Wednesday, May 20, 2009

Injurycation (pt. 5) - Reasons Why

Saturday morning I woke up with a killer knee brace and Tyler asleep in a cot, next to me. Sometimes it can ruin a person to watch them sleep. Drooling on a pillow, snoring, mouth agape, farting. But Tyler sleeps like a doll. Hands under his pillow, head facing me, mouth closed, taking quiet, purposeful breaths. Beautiful.

And sad. Sad because things are so very complicated. And it's all my fault. Everyone's in this mess because of me and my heroic ideas of what a spouse and family should be. Well, to be honest, it's really my sister's fault.

When I was 13, my mother and I returned from voice lessons to find my 17 year old sister Juliette tied to a dining room chair and shot execution style. You can watch as many crime shows as you like. You can not recreate the complete shut down your body experiences when you find someone you love dead. You instantly feel responsible, like there's something you could have done.

My father came home later from his office in downtown Chicago and upon hearing the news, instantly went to work on a heavy drinking problem. The Winnetka police were quickly replaced by the FBI, but ultimately they couldn't build a case against anyone and they were on to the next big crime. My family quickly dissolved after that. My father buried himself in his work at his engineering firm and his bottle at Meier's Tavern and my mother, well, she married another man. It must have been hard to look at my father. Juliette looked just like him.

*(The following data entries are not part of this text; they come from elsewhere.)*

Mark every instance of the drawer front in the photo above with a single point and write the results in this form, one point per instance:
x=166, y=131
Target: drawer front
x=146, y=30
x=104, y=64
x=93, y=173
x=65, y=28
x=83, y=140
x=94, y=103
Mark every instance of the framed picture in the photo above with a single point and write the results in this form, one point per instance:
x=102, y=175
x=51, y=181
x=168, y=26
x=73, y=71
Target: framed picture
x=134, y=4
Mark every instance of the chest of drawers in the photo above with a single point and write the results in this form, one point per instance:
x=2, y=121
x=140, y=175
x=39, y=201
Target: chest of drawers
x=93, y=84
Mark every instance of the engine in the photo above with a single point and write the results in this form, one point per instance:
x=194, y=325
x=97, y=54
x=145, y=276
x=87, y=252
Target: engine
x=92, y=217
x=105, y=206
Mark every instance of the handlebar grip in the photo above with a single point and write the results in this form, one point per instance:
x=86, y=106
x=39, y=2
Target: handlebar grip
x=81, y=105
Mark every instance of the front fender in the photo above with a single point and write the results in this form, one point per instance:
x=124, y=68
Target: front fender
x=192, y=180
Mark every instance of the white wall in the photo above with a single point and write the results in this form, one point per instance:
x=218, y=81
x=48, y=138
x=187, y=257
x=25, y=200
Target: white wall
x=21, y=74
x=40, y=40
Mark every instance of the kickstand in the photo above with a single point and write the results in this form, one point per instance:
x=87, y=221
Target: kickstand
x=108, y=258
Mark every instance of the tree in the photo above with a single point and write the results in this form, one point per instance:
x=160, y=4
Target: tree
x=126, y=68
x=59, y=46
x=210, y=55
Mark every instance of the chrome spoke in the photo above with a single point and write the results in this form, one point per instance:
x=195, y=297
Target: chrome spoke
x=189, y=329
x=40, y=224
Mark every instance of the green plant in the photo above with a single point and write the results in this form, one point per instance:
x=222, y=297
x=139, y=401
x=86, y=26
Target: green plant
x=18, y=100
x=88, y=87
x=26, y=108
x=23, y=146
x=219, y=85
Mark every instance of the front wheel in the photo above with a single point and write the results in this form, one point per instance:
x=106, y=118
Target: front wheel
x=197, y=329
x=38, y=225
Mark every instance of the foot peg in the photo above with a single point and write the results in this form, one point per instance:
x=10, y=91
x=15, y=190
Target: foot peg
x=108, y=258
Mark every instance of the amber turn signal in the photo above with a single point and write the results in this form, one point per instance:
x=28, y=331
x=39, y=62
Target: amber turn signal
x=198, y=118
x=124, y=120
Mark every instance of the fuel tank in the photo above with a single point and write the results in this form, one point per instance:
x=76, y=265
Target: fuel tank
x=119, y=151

In college I thought this was my chance to make my own stable family. I chose Brian, who I thought would be reliable, and for the most part I was right. And together we would make a safe, even tempered life for us and some kids. A nice, steady, uneventful, safe life. But I realized, after Tyler came back into my life, that stability is dysfunctional. Nothing in life is stable and to think so is delusional. And what you sacrifice for "stability" is happiness, excitement, and change. I built this prison accidentally, with my own good intentions. And maybe one day, I can break it down. But for right now, I have to live in in-between land.